Wie sich Umweltrassismus in Zeiten von Corona auswirkt
Eine Harvard Studie, die im April 2020 veröffentlicht wurde, ergab, dass Luftverschmutzung zu mehr COVID-19 Todesopfern führt. Weitere Studien sind zur Erkenntnis gekommen, dass sSchwarze US-Amerikaner_innen am stärksten von Kraftwerksverschmutzung betroffen sind und, dass mehr als 68 Prozent im Umkreis von verschmutzenden Kohlekraftwerken leben. Die Corona-Pandemie, verschärft die Situation, wie das folgende Beispiel zeigt:
Die 36-jährige sSchwarze Britin Kayla Williams litt im März 2020 unter Husten, hohem Fieber, starken Brust und Bauchschmerzen. Ihr Mann rief daraufhin die Rettung, da Verdacht auf COVID-19 bestand. Die Rettung kam, führte Tests durch und empfahl der Patientin „Selbstpflege“. Laut the guardian kam bei den Tests heraus, dass Kayla COVID-19 hatte. Ihr Ehemann erzählte im Interview, dass die Rettung sagte, dass das Krankenhaus Kayla nicht nehmen würde, weil sie nicht Priorität habe. Einen Tag später war Kayla tot.
Kein Platz für Rassismus
Es ist notwendig den Klimawandel als das anzusehen was er ist: ein globales gesellschaftliches Problem. Technische Lösungen können uns zwar bei der Bewältigung der Klimakrise helfen, doch ansetzen müssen wir auch in den Tiefen unserer Gesellschaft.

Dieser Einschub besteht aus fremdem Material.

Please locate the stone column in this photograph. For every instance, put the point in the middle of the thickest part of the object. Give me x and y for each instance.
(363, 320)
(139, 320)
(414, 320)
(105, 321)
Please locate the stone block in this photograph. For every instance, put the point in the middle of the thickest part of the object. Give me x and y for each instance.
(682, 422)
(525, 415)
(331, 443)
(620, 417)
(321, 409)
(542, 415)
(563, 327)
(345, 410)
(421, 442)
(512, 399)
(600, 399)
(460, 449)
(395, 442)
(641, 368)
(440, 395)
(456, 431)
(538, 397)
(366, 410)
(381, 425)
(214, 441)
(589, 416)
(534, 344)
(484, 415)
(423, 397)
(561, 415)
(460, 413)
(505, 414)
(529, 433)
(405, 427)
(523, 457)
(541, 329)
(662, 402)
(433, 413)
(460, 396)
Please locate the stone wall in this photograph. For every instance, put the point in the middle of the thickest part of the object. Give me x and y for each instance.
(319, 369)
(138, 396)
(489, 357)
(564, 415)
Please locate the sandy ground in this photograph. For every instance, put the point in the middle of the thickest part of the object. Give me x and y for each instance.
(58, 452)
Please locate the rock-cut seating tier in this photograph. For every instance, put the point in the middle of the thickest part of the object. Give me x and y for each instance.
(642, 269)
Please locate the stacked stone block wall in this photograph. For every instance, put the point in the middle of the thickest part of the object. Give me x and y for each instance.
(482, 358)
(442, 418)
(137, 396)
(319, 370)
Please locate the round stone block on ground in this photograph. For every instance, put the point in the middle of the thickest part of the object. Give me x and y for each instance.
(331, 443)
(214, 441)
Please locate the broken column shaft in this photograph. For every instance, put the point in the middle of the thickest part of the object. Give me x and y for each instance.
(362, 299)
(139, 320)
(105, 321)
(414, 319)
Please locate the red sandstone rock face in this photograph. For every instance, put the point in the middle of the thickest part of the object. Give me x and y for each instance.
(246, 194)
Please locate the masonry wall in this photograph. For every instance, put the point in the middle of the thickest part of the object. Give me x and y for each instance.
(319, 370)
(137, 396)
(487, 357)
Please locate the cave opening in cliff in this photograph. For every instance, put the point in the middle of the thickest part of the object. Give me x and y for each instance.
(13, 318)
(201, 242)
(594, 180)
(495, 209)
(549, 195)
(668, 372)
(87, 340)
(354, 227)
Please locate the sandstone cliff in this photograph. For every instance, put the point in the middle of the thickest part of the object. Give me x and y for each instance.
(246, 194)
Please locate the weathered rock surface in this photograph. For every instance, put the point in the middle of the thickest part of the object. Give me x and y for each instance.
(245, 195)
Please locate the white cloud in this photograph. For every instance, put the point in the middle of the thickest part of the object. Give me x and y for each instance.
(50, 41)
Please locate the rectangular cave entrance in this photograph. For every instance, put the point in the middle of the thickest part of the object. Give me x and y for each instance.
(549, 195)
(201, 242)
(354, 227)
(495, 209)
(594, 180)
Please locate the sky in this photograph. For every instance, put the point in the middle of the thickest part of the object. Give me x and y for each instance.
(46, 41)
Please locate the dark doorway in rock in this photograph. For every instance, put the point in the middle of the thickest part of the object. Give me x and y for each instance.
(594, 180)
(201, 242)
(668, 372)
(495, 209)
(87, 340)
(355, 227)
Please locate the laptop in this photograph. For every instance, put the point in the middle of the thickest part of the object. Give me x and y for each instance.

Niemand sucht sich Herkunft oder Hautfarbe aus und trotzdem bestimmen sie über Leben und Tod. Das obwohl die Natur an sich nach Diversität strebt, um Krankheiten vorzubeugen und die beste Anpassung an die Umwelt zu ermöglichen. Zu oft berücksichtigen die menschlich geschaffenen Systeme nicht die Regeln der Natur und der Klimawandel ist die Rechnung, die wir dafür zahlen.
Wir alle tragen zu Krisen wie dem Klimawandel oder Rassismus bei. Das Gute ist: Wir können uns entscheiden welchen Beitrag wir leisten. Wir können uns für eine gerechtere Welt und gegen Ausbeutung einsetzen. Wir können Zivilcourage zeigen, indem wir bei Ungerechtigkeit einschreiten. Wir können künstlich geschaffene Konstrukte von Identität hinterfragen und brechen und solidarisch mit jenen sein, die darunter leiden. Wir können gemeinsam neue Systeme schaffen, in denen Gerechtigkeit herrscht. Denn klar ist: In einer funktionierenden Gesellschaft ist kein Platz für Rassismus und den Klimawandel bewältigen wir nur gemeinsam.